Сначала все было нормально. Вдруг Смоуки резко выпрямился; маленькая бумажная шапочка свалилась у него с головы. Он схватился за левую сторону груди, где его, подобно игле, пронзила резкая боль. Бог скребется когтями, сказал бы Волк.
В этот момент гриль с грохотом взлетел на воздух. Он ударился в плафон и оторвал его от потолка. Плафон со звоном приземлился. Едкий запах газа наполнил заднюю часть бара почти сразу. Лори закричала.
Музыкальный автомат набирал скорость: 45 оборотов в минуту, 78, 150, 400! Шутливые жалобы певицы превратились в сумасшедшее бормотание. Секунду спустя взорвался и проигрыватель. Во все стороны полетели осколки цветного стекла.
Смоуки взглянул на калькулятор и увидел в красном окошечке единственное вспыхивающее слово:
Потом глаза его взорвались.
— Лори, выключи газ! — крикнул один из клиентов. Он слез с табурета и повернулся к Смоуки: — Смоуки, скажи ей… — И человек завопил от ужаса, увидев кровь, бьющую фонтанами из дыр, где были глаза Смоуки Апдайка.

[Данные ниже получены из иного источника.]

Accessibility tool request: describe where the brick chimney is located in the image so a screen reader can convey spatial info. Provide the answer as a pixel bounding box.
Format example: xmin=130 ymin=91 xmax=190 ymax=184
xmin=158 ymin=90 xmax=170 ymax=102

Еще спустя секунду вся дискотека взлетела на воздух, и прежде чем подоспели пожарные машины из Догтауна и Элмиры, большая часть города была объята огнем.
Невелика потеря, ребята. Скажем «аминь».
В Школе Тэйера, где всем правил разум, как и всегда (за исключением маленькой интерлюдии, о которой студенты помнили как о нескольких смутных снах), начался последний урок. Во время фейерверка в Индиане здесь, в Иллинойсе, моросил мелкий дождь. Студенты, сонные и задумчивые, сидели в классах.
Внезапно зазвенели колокола в церкви. Головы поднялись. Глаза расширились. По всей школе уже забытые сны снова дали о себе знать.
Эйзеридж сидел в кабинете математики и ритмично водил рукой между ног, глядя невидящими глазами на логарифмы, выстраиваемые на доске старым мистером Хакинсом. Он думал о симпатичной маленькой официантке, с которой собирался встретиться вечером. Она носила пояс вместо трусиков, и ей очень нравилось не снимать чулки, когда они занимались любовью. Вдруг Эйзеридж повернулся к окну, забыв о своей эрекции, забыв об официантке с ее длинными ногами и тонкими чулками, — внезапно, без всякого повода, ему вспомнился Слоут. Смешной маленький Ричард Слоут, которого можно было с уверенностью классифицировать как лопуха, но в то же время лопухом он не был. Он подумал о Слоуте и забеспокоился: все ли у него в порядке? Почему-то ему показалось, что Слоут, покинувший школу без уважительной причины четыре дня назад, чувствовал себя не слишком хорошо.